What is likely to happen and that I would like you to confirm is that the post process cannot keep up with the events ingestion rate. Events keep piling up until Kafka drops the old ones for running out of space and the post process consumer does not have a committed offset to start from anymore. Would you share the amount of events you ingest per second to ensure this is the scenario we are talking about?

Now, one point that was not discussed was that resetting the offset of the post process consumer means loosing data. The events post processing feature would never run on the events that were dropped and all those that were skipped. This is not a behavior snuba would take automatically. I'd argue it should not as this kind of data loss should not happen transparently.

Now what to do about it?

good news is that the parallel consumer is going to be deployed for post processing soonish. It is likely to happen within H1, that would make it much faster at processing events.
The reason the post process cannot keep up (assuming this was your issue) is that by default the onpremise deployment creates only one partition, which means events are strictly consumed sequentially. Do you send all your load on one single project or is it spread across multiple projects? If your load is already spread among multiple projects you can increase the partitions number of the events topic in kafka. At this point if you start multiple instances of the post process consumer (post-process-forwarder ) these will consume the partitions in parallel, and you will increase your throughput.
If your load is entirely in one project the situation is more complex. Every project is assigned to one and only one partition, which means that increasing partitions, if you have one project only, won't help. In this case is there any way you can divide your load across multiple sentry projects?

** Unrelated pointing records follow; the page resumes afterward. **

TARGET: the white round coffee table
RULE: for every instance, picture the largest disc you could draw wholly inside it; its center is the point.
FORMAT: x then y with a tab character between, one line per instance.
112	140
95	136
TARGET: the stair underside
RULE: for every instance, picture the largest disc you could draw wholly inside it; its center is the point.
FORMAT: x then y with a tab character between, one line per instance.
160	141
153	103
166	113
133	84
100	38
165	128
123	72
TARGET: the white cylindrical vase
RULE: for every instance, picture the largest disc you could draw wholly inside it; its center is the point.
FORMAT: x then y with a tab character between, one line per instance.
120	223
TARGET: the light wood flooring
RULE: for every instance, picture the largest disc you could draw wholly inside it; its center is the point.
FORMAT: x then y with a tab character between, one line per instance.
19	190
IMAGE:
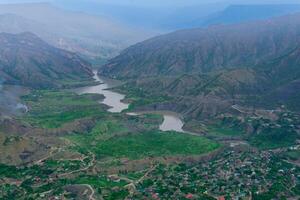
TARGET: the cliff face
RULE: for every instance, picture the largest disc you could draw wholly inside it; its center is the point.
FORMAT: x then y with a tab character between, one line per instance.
27	60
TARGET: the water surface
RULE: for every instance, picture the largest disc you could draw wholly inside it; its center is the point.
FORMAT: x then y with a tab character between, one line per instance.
172	121
112	99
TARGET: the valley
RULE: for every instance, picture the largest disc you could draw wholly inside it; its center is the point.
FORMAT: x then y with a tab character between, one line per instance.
206	113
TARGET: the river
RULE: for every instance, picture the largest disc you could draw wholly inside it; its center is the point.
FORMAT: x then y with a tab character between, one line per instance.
172	121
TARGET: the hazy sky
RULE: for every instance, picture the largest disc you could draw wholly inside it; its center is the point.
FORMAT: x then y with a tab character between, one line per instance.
160	2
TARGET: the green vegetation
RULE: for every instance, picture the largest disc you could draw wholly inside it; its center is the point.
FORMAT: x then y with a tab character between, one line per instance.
228	126
52	109
139	97
153	143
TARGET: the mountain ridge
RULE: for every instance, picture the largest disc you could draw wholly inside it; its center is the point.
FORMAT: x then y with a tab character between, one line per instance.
29	61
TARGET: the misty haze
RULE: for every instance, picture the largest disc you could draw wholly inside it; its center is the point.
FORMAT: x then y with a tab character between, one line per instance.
150	100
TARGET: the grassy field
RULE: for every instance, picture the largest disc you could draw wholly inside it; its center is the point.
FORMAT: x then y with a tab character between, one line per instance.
226	131
52	109
146	144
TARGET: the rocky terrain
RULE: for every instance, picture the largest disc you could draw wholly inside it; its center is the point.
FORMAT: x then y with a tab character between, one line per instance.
94	36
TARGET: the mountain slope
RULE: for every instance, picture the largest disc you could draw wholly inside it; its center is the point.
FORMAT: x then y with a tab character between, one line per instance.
27	60
205	50
89	35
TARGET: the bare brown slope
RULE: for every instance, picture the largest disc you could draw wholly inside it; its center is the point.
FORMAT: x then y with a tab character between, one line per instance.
205	50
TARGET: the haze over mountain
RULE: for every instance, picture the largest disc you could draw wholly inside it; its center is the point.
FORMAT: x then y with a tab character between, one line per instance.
92	36
176	15
28	61
207	70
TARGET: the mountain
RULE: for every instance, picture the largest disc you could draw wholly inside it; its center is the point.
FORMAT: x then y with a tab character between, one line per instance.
88	35
209	49
206	71
27	60
243	13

Happy to provide further clarifications.

Filippo

fpacifici on 22 Jan 2021

@fpacifici Thank you for the reply. Just to be clear, I have overcome these issues for the time being myself. My comments and observations were in response to @BYK and just giving my 2 cents on the situation as other users are experiencing this.

I am almost certain this was the case though, and for everyone else above, that the ingestion rate was far below expectations on and Kafka dropped them. I'll see if I can fetch some numbers for you, but I have since made sure events were scaled down (as individuals were misusing the Sentry instance and misunderstood what is classified as an event ;) ). As a result, I don't really have these problems anymore.

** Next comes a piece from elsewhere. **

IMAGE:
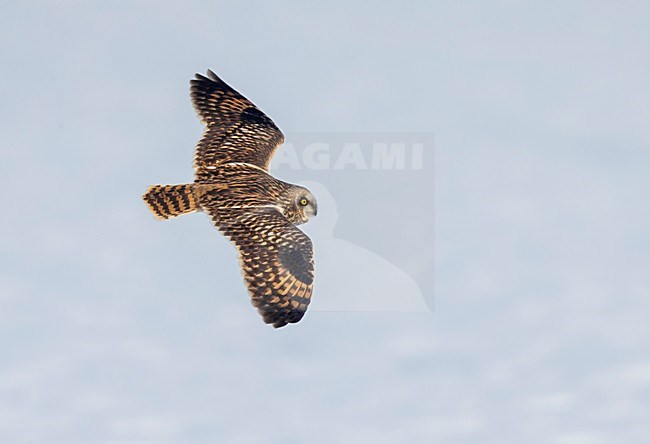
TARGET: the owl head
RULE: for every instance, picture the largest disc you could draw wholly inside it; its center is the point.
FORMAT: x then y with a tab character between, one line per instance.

I believe Snuba having the capabilities to at least self-diagnose to inform the user on what may have happened could be helpful here though, or even documentation that covers the ingestion workflow and what people should "look out for". I understand that self-healing might not be ideal because that could increase the loss of documents.

Parallel consumption could well solve this issue for most individuals, presumably this means a single consumer could be fed more resources in order to open more threads to processing events? OR, do you mean we could have multiple consumers on a single topic?

Either way, in my case, and other using Kubernetes based deployments. It'll make things much easier to scale out.

DandyDeveloper on 22 Jan 2021

@DandyDeveloper I came back to mention potential data loss but @fpacifici beat me to it. I think we can at least show people the option with a big red warning: we can automatically recover but that will mean you'll lose all the events in the past x hours. Transparency and easiness to understand the system is quite important, I agree.